How Trust And A Payments Infrastructure Drive Social Commerce Sales

According to a Mckinsey report, more Gen Z consumers purchase directly online via social and creator platforms. A Forrester survey quoted by the McKinsey survey shows 61 percent of Gen Z adults made an in-app social media or creator platform purchase, up from 53 percent in 2020.

That growth—and consumers’ willingness to buy directly on social platforms, may be boosted—or hindered—by how user-friendly and trustworthy payment processes are for shoppers. For example, in China, where social commerce has exploded in recent years, the integration of seamless social shopping and payments made it simple for social media consumers to shift purchasing to social channels.

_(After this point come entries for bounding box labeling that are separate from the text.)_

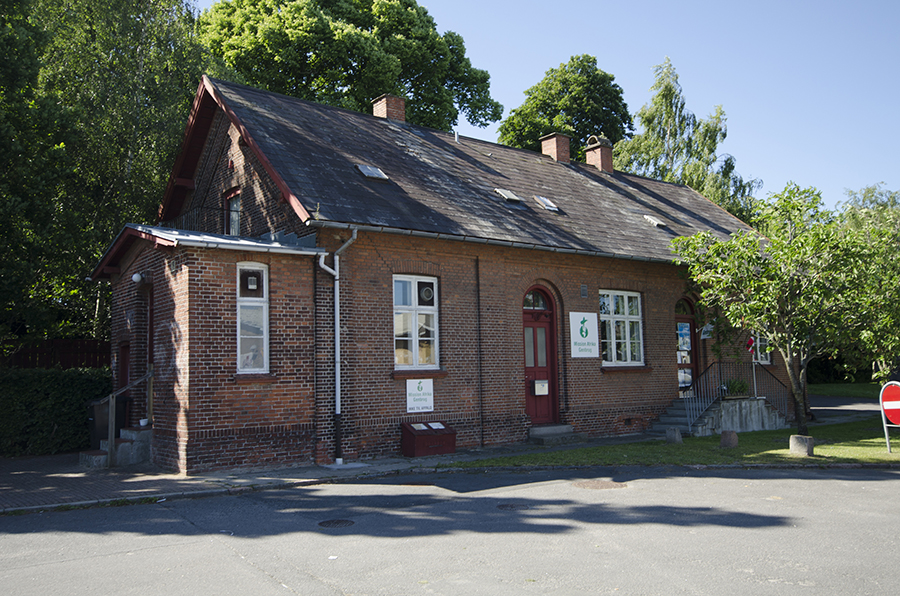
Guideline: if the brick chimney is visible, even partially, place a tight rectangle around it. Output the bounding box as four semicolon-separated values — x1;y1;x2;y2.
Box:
584;135;614;174
372;93;406;122
541;132;572;163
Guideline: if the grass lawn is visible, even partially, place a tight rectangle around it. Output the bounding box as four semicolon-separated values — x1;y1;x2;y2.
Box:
450;416;900;468
807;383;881;400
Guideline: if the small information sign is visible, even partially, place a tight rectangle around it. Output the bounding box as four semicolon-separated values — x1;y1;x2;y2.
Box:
569;312;600;358
406;379;434;412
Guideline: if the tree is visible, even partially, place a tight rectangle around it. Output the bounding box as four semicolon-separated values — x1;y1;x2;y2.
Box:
198;0;503;130
614;58;762;224
673;184;888;434
840;184;900;379
0;0;71;352
23;0;216;337
499;54;633;161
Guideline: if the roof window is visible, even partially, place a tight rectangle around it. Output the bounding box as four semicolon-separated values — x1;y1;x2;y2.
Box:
534;195;559;212
356;164;390;180
494;188;522;203
644;215;666;228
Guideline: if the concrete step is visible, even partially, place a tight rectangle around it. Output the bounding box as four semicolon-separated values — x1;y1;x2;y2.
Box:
528;424;584;445
78;449;107;470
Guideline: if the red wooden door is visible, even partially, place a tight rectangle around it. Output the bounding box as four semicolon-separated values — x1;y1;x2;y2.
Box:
522;290;559;424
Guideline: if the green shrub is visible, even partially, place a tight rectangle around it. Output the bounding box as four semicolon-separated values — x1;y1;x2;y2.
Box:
0;368;112;456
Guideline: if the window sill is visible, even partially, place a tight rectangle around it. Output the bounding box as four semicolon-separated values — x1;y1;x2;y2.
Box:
234;373;278;385
391;368;449;381
600;365;653;374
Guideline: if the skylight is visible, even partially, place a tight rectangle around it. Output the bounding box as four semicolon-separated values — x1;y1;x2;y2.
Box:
356;164;390;180
644;215;666;228
494;188;522;203
534;195;559;212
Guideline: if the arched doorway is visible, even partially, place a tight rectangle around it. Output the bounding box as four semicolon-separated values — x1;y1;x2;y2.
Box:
675;298;697;397
522;287;559;424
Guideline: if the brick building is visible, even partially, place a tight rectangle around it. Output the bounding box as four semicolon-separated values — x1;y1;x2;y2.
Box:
92;77;784;473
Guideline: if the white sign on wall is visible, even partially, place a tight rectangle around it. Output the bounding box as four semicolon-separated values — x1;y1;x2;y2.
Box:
406;379;434;412
569;312;600;358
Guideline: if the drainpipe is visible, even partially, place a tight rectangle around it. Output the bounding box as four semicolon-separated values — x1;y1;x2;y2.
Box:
319;228;357;466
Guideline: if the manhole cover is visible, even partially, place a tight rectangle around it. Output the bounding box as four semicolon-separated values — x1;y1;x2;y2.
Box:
497;503;531;511
574;480;628;490
319;519;355;528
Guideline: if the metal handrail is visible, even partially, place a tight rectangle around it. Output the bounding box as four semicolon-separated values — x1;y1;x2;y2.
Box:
681;361;790;432
87;364;153;468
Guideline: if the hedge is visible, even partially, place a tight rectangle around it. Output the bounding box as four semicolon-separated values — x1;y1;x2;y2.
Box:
0;368;112;456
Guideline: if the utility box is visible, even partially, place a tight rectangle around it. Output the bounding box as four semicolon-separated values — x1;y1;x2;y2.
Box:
400;422;456;457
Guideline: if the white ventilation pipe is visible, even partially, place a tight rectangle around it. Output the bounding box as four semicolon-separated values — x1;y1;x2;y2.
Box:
319;228;357;466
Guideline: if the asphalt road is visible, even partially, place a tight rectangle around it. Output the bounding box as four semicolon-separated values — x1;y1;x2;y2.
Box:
0;467;900;596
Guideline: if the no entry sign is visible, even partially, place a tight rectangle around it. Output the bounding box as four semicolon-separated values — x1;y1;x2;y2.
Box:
881;381;900;424
881;381;900;453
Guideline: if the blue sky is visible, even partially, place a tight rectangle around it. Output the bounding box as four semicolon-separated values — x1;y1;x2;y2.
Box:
198;0;900;208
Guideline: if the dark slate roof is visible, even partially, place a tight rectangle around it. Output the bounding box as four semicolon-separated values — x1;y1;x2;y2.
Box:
200;80;746;261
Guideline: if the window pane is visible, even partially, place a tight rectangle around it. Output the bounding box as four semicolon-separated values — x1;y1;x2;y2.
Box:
419;315;434;339
419;339;437;364
394;312;412;337
394;279;412;306
394;339;413;365
628;296;641;317
615;321;628;362
240;337;265;370
629;321;641;362
537;327;547;366
525;327;534;367
239;305;265;337
238;269;266;298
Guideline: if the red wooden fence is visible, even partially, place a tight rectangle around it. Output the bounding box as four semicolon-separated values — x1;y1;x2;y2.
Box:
0;339;110;368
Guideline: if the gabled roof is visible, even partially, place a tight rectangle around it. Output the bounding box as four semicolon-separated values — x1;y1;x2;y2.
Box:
88;224;327;281
160;77;748;262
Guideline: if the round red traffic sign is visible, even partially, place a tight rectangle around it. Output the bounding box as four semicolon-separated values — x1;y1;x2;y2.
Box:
881;381;900;424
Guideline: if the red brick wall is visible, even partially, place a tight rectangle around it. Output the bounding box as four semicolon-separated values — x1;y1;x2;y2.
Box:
318;231;684;458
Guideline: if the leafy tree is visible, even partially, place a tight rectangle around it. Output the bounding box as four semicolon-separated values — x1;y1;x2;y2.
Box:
198;0;503;130
23;0;214;337
614;58;762;224
0;0;72;352
500;54;633;161
673;184;900;434
841;184;900;379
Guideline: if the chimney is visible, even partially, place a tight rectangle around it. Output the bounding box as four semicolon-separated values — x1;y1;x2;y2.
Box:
541;132;572;163
372;93;406;122
584;135;614;174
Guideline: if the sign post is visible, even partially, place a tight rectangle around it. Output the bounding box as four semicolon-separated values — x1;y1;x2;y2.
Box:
881;381;900;453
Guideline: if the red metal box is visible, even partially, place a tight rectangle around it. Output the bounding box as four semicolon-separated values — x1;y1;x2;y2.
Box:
400;422;456;457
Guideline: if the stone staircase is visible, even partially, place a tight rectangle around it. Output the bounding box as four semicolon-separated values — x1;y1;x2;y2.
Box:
80;426;153;469
646;399;702;438
647;398;789;437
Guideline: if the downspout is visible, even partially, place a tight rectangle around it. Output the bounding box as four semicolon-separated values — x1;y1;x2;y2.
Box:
319;228;357;466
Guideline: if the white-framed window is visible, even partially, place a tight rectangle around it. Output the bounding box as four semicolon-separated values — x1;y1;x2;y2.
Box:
224;187;241;236
600;290;644;366
237;263;269;373
394;275;439;369
753;335;772;364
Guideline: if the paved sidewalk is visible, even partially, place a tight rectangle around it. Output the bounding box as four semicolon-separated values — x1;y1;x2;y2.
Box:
0;396;879;513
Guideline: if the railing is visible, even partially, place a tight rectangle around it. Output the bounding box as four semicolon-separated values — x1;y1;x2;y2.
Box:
87;364;153;468
159;207;228;232
680;361;792;430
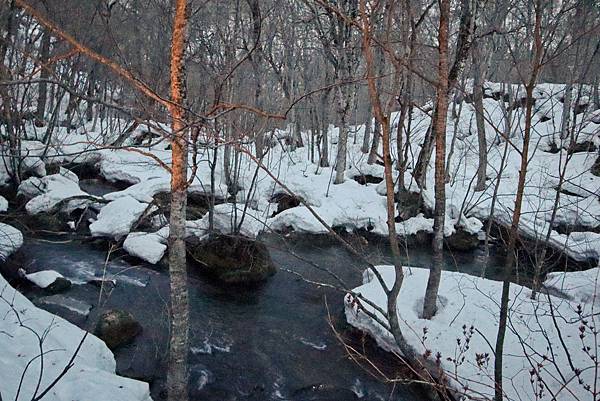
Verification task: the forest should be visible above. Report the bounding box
[0,0,600,401]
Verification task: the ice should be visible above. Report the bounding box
[25,270,64,288]
[37,294,92,316]
[345,266,597,401]
[0,276,151,401]
[90,196,148,240]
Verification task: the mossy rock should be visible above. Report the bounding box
[395,189,423,223]
[269,192,302,217]
[94,310,142,350]
[187,234,277,284]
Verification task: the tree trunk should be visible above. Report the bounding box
[35,29,50,124]
[167,0,189,401]
[319,91,329,167]
[494,0,543,401]
[367,121,381,164]
[473,43,487,192]
[423,0,450,319]
[333,87,350,184]
[360,106,373,154]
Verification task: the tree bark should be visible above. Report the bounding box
[423,0,450,319]
[473,43,487,192]
[494,0,543,401]
[167,0,189,401]
[35,29,50,124]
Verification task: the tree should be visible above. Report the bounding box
[167,0,189,401]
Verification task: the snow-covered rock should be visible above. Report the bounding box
[123,229,168,264]
[0,276,151,401]
[345,266,597,401]
[0,223,23,261]
[25,270,64,288]
[19,173,94,214]
[544,267,600,305]
[90,196,148,240]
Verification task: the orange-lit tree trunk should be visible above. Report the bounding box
[167,0,189,401]
[423,0,450,319]
[494,0,544,401]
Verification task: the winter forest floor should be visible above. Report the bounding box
[0,79,600,400]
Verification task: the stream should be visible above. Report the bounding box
[18,228,516,401]
[12,173,572,401]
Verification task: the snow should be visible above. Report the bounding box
[345,266,598,401]
[90,195,148,240]
[123,230,168,264]
[18,170,95,214]
[0,276,151,401]
[0,223,151,401]
[544,267,600,306]
[25,270,64,288]
[0,223,23,261]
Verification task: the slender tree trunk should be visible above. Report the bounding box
[333,87,350,184]
[35,29,50,124]
[494,0,543,401]
[560,82,573,140]
[360,106,373,154]
[473,43,487,192]
[423,0,450,319]
[367,121,381,164]
[319,91,329,167]
[167,0,189,401]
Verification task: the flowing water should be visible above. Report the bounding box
[17,230,516,401]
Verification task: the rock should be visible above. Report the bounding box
[445,228,479,252]
[590,157,600,177]
[88,277,117,291]
[269,192,302,217]
[20,269,71,294]
[188,234,277,284]
[46,277,71,294]
[396,189,423,222]
[94,310,142,350]
[37,294,92,316]
[293,384,358,401]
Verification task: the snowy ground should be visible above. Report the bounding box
[7,84,600,268]
[0,84,600,400]
[345,266,600,401]
[0,224,151,401]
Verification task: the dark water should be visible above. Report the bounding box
[24,235,512,401]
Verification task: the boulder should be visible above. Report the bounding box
[445,228,479,252]
[396,189,423,223]
[94,310,142,350]
[187,234,277,284]
[46,277,71,294]
[269,192,302,217]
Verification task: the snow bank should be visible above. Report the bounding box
[90,196,148,240]
[123,229,169,264]
[0,276,151,401]
[544,267,600,306]
[18,170,94,214]
[0,223,23,261]
[25,270,64,288]
[345,266,598,401]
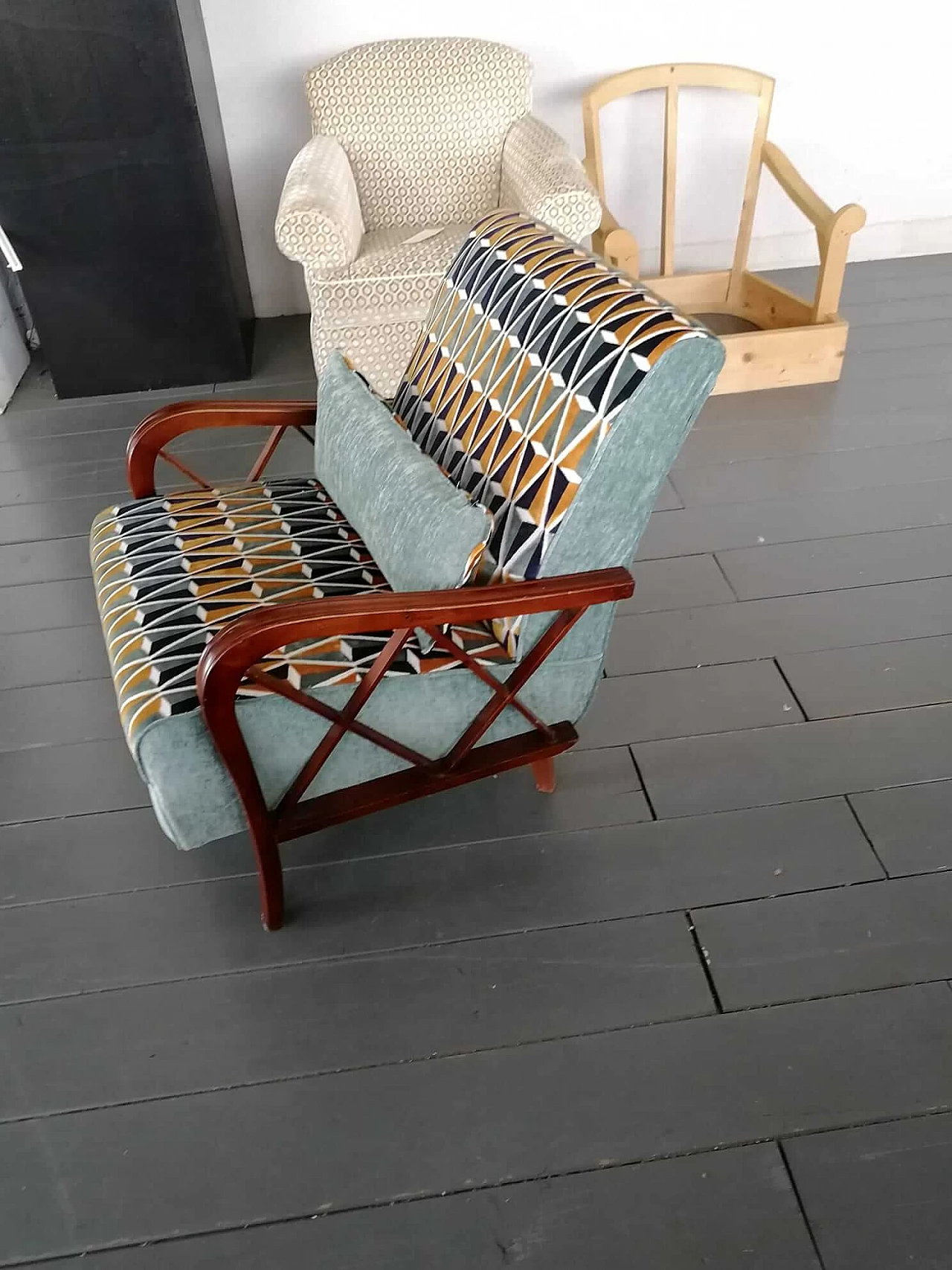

“Over the years, mega-platforms such as Alibaba and Tencent have used the trust they built among Chinese consumers to create a sprawling digital ecosystem and enable the rapid growth of social commerce,” the report reads. “Creator content, product discovery, community sharing, and digital-payment infrastructures are all integrated into a seamless one-stop-shop digital universe.”

While there are certainly differences between Chinese and American shopping behaviors, one point of symmetry is the significance of influencer culture to consumers’ shopping interests and the opportunity user-friendly digital payments present for brands.

“Just as the arrival of Alibaba’s Taobao Live in 2016 ushered in a new type of e-commerce, social-commerce adoption in the United States is being driven by social media and content creation platforms (such as Pinterest and TikTok) adding new shopping capabilities,” according to McKinsey’s Social Commerce: The Future Of How Consumers Interact With Brands. “These tech-enabled features allow platforms to process transactions and, in doing so, gain access to first-party customer data and expand their ability to offer value to advertisers.”

According to the report, the ability to securely manage transactions through a platform provides benefits to brands and platforms. “Instead of merely targeting consumers with top-of-the-funnel awareness campaigns, social media platforms can now draw a much more direct line between advertising impressions and verified sales.”

But gaining that first-party data from consumers requires gaining consumers’ trust, something complicated by social media’s slew of recent controversies regarding data privacy.

While a recent survey showed that 47 percent of consumers stated that they “strongly distrusted” social media platforms concerning their financial or banking data, they held high trust for traditional banks. A payment tool tailored to social commerce provided by a bank may offer a solution for social media platforms and brands attempting to boost social shopping adoption.

Enter embedded finance: a trending shift in payments strategy among retailers that may address some consumers’ reluctance to trust their payment data to a social platform. Embedded finance typically means a nonbank, such as a retailer or a brand, offering customers financial services, such as providing access to a digital wallet or branded Buy Now, Pay Later (BNPL) payments. FinTechs often offer embedded finance services in collaboration with banks for their brand or retailer clients. For example, a brand or retailer selling in-app or via a live-shopping event could offer shoppers customized payment options through the bank or FinTech and assure customers that these services must comply with strict financial data handling regulations governing financial institutions.

According to a recent survey of European retailers presented by Finextra: 

Seventy-four percent of the retailers surveyed currently offer embedded financial products or services to customers, and a majority, 56 percent, plan to roll out new offerings over the coming 12 months. Retailers surveyed cited a range of reasons for creating or planning the integration of embedded finance options, such as creating a new revenue stream (41 percent), increasing customer loyalty (40 percent) and improving customer brand satisfaction (38 percent).

Per a recent report by Bain & Company, financial services embedded into e-commerce and other software platforms accounted for $2.6 trillion—approximately 5 percent—of all US financial transactions in 2021. According to the report, these transactions will likely reach $7 trillion by 2026.